His final resting place is located in the Parque del Recuerdo Cemetery, Sector D09, in Santiago, Chile, near the burial site of his dear friend, the poet Stella Díaz Varín. Following his passing, numerous anthologies and previously unpublished works from his extensive body of work were released.

Jorge Edwards, the novelist, drew inspiration from Lihn's remarkable persona to craft the protagonist in his novel La casa de Dostoievsky (Dostoievsky's House).

Additionally, the Chilean cartoonist Liván (Iván Cornejo) created a comic based on Lihn's work El Paseo Ahumada, which was published by the editorial Das Kapital in 2014.

== Style and influences ==
In his poetry, Lihn favored verses that leaned towards poetic prose rather than extreme lyricism, showcasing a clear influence from Nicanor Parra's work.

Literary critic Juan Manuel Vial noted that Lihn pioneered a style characterized by a fusion of "lyricism, everyday speech, essay, news, artistic appreciations, antipoetry, and emotions," which he initiated with his collection Poesía de paso (1966).

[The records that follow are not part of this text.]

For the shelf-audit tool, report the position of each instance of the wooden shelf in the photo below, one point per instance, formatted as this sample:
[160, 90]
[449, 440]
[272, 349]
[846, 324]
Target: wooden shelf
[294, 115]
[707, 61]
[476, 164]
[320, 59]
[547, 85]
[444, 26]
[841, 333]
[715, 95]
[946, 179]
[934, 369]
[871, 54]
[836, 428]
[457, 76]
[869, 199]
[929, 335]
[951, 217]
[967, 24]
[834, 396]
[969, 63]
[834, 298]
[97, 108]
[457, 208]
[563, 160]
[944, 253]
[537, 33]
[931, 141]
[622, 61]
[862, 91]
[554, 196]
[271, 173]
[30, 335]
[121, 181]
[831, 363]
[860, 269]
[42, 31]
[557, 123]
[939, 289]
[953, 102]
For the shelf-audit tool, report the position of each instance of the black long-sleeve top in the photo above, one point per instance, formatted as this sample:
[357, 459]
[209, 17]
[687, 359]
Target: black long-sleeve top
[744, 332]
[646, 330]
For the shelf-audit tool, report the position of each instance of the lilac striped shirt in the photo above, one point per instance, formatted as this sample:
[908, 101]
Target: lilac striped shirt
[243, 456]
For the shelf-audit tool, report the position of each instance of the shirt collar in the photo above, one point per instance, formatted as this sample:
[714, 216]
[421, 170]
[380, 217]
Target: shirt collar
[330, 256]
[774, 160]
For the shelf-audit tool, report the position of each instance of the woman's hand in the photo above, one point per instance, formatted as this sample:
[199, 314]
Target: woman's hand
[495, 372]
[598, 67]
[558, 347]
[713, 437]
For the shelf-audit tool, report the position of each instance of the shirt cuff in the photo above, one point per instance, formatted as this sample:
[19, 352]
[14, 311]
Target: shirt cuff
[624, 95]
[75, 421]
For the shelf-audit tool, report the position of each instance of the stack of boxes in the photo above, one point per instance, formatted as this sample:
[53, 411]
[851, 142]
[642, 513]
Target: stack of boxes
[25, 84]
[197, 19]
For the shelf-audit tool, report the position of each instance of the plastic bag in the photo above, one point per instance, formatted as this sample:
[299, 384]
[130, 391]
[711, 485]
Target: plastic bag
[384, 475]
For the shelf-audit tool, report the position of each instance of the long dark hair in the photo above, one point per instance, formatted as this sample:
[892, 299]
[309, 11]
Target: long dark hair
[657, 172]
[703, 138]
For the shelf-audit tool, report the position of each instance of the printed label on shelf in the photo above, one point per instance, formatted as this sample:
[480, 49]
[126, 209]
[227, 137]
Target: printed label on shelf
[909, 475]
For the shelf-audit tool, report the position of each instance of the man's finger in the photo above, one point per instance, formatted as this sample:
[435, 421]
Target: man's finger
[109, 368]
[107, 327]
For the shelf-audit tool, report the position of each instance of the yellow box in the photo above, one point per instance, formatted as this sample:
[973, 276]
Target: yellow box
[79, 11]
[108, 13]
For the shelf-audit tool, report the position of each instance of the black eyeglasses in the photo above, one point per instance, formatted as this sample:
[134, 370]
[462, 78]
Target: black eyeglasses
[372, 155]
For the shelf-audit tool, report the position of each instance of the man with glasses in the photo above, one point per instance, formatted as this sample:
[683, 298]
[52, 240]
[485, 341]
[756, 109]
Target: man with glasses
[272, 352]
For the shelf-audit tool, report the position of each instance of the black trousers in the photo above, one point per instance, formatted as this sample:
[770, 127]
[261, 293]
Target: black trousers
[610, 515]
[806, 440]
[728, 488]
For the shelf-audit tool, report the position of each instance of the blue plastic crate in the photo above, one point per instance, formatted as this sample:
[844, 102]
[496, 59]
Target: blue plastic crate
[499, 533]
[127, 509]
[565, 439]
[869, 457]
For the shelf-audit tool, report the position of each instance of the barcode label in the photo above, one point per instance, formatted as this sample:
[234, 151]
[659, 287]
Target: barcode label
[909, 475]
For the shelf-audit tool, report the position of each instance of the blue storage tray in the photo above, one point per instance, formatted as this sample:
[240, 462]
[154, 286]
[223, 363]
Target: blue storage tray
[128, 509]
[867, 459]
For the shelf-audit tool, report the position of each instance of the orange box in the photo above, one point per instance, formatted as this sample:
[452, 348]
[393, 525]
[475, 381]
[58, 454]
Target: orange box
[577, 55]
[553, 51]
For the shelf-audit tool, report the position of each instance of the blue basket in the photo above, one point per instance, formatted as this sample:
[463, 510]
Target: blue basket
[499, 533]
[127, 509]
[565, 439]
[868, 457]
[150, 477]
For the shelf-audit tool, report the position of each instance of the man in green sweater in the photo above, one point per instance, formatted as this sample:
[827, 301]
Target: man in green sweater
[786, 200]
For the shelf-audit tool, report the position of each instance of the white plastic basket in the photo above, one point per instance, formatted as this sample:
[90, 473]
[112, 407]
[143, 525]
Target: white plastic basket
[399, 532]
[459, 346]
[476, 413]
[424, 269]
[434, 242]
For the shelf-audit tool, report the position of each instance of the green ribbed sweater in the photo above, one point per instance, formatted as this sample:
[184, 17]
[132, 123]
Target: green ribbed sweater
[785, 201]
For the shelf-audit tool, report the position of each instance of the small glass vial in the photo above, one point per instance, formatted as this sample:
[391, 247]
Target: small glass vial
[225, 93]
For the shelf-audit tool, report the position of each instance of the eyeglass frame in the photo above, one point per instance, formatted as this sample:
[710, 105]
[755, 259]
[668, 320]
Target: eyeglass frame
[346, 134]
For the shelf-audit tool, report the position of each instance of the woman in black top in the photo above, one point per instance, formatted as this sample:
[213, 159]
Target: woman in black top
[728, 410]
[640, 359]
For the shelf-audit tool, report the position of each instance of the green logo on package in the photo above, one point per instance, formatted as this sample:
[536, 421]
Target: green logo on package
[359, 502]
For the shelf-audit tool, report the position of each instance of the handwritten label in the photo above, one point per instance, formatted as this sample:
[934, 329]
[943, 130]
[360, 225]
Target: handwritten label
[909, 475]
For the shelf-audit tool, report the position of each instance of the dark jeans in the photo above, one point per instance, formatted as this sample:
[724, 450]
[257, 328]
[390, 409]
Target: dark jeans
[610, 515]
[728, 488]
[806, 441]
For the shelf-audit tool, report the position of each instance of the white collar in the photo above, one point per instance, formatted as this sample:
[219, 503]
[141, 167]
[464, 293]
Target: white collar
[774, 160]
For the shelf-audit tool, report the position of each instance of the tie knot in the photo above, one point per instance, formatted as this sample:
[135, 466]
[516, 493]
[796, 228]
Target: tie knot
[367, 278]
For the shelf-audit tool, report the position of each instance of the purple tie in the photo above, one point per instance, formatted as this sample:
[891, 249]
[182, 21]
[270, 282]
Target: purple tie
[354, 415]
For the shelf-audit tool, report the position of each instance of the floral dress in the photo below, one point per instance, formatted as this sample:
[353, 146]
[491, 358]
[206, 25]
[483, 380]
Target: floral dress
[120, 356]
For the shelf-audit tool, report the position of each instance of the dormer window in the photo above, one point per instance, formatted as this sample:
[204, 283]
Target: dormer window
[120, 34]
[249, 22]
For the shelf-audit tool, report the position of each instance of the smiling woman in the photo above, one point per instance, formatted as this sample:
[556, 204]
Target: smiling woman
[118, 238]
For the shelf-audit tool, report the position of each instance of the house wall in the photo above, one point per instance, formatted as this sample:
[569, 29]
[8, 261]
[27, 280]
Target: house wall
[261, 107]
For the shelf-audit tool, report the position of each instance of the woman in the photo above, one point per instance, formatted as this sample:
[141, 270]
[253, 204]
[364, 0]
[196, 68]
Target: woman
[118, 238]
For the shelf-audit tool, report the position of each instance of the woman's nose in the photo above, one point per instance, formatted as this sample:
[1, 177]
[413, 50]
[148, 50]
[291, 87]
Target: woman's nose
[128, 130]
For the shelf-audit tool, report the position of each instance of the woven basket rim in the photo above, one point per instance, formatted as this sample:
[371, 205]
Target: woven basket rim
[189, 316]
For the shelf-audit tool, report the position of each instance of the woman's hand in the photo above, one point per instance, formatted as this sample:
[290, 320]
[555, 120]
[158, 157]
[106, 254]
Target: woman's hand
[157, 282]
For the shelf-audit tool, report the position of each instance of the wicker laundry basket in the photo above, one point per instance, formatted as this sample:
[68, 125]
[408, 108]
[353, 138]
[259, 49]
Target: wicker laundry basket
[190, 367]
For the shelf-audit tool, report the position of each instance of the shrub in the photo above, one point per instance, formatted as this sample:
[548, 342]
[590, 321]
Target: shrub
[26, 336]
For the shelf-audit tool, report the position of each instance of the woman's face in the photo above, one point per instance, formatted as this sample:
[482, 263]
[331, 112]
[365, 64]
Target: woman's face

Lihn frequently explored the theme of a painful childhood, an aspect already evident in his work La pieza oscura (1963). Another significant recurring theme in his poetry is travel, which he introduced in Poesía de paso and further explored in works such as Escrito en Cuba (1969), París, situación irregular (1977), A partir de Manhattan (1979), and Estación de los desamparados (1982).

In addition to poetry, Lihn delved into short story writing and novels. His trilogy focusing on power, language, and "sociosis"—comprising Batman en Chile, La orquesta de cristal, and El arte de la palabra—though not widely acclaimed by national critics, positioned him as part of a movement that broke away from the literary boom, embracing experimental and transgressive Latin American narrative in the 1970s and 1980s. Essayist Héctor Libertella remarked that Lihn's work belonged to a group of "cavemen" who challenged the market-driven strategies and public personas of esteemed authors, contributing to the renewal of continental literature. Lihn's narrative style has been likened to the works of Reinaldo Arenas, Severo Sarduy, Manuel Puig, Salvador Elizondo, and Osvaldo Lamborghini.

Among Lihn's influences, the poet Henri Michaux holds a prominent place. Lihn encountered Michaux's work during his visit to Paris in 1965 and discovered several biographical connections they shared.

==Notable works==
===Poems===
- "The Dark Room"
- "Cemetery in Punta Arenas"
- "Six Poems of Loneliness"
- "Torture Chamber"
- '"Of All Despondencies"
- "A Favourite Little Shrine"
- "Goodnight, Achilles"

===Film===
- Adiós a Tarzán, directed by Enrique Lihn & Pedro Pablo Celedón.

===Novels===
- Batman in Chile
- The Crystal Orchestra
- The Art of the Word

===Works in English===
- The Dark Room and Other Poems, transl. by Jonathan Cohen, John Felstiner, and David Unger, 1978, New Directions
- Figures of Speech, transl. by Dave Oliphant, 1999, Host Publications, Inc.